I prefer having less to skip.


----------



## screature (May 14, 2007)

winwintoo said:


> You guys are all nice to me. Why can't you be nice to each other?


Cause you are just so soft and cuddly winwintoo, whereas some other guys are all bristly and not at all cuddly.


----------



## groovetube (Jan 2, 2003)

screature said:


> I agree with the notion that first and foremost to make a ehMac a better place we need to police ourselves first.
> 
> To that end I think it is actually helpful that when we encounter people with whom "we just can't help ourselves" and post in a negative manner and they with us on an ongoing basis we should avail ourselves of the Ignore function. For example this would solve the problem that groove says he is encountering with some others.
> 
> ...


my ignore list is 3, and now is 4. Hopefully that'll resolve things for me anyway. But it doesn't seem to stop them, but I'll just let their crap stand on it's own.

As for strong moderation, ehMac has never had it. Whatever moderation existed was inconsistent, and the only truly effective moderation in my experience is a fair person (not sure who that'd be... or if they'd want that...) who is right in the thread to nip things in the bud -before- things need to get to the banning stage.

We've never had that. But if people think the policing oneself will work, I suppose the proof is in the pudding. I have the few on ignore, and we'll see how this works out.


----------



## groovetube (Jan 2, 2003)

Sonal said:


> I prefer having less to skip.


yep.


----------



## Sonal (Oct 2, 2003)

screature said:


> I agree with the notion that first and foremost to make a ehMac a better place we need to police ourselves first.
> 
> To that end I think it is actually helpful that when we encounter people with whom "we just can't help ourselves" and post in a negative manner and they with us on an ongoing basis we should avail ourselves of the Ignore function. For example this would solve the problem that groove says he is encountering with some others.
> 
> ...


The difficulty with ehMax's moderation is that it was inconsistent. 

Moderation isn't a cure all. What it does is create boundaries. If someone has difficulty playing nice, they face a clear consequence.... that either forces them to smarten up and place nice, or they leave.

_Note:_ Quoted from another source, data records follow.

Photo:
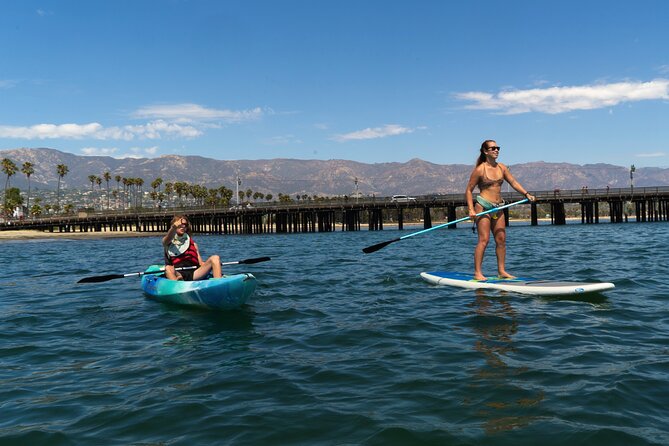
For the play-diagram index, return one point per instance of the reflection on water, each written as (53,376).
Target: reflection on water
(192,325)
(505,404)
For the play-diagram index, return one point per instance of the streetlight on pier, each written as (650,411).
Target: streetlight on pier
(357,194)
(632,170)
(239,183)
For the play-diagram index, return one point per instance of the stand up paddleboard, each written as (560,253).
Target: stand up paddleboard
(523,285)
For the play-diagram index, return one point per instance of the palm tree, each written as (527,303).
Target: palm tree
(117,178)
(169,188)
(107,177)
(139,182)
(155,185)
(98,181)
(62,170)
(92,178)
(124,180)
(9,169)
(27,169)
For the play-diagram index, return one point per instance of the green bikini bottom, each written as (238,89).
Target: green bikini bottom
(487,205)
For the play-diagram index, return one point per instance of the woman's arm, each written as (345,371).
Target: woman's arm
(473,181)
(197,250)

But the decline in traffic here is probably more of an overall decline in webforums.... seen it in a lot of places.


----------



## SINC (Feb 16, 2001)

macfury said:


> i would also add that the passive aggressive behaviour of posting insults aimed at ehmac members on another discussion board while preaching moderation here is openly hypocritical at best. Simply bawling, "but that board has no rules," doesn't reduce the responsibility for what is being done.


+ 1.000


----------



## Sonal (Oct 2, 2003)

Macfury said:


> I would also add that the passive aggressive behaviour of posting insults aimed at EhMac members on another discussion board while preaching moderation here is openly hypocritical at best. Simply bawling, "but that board has no rules," doesn't reduce the responsibility for what is being done.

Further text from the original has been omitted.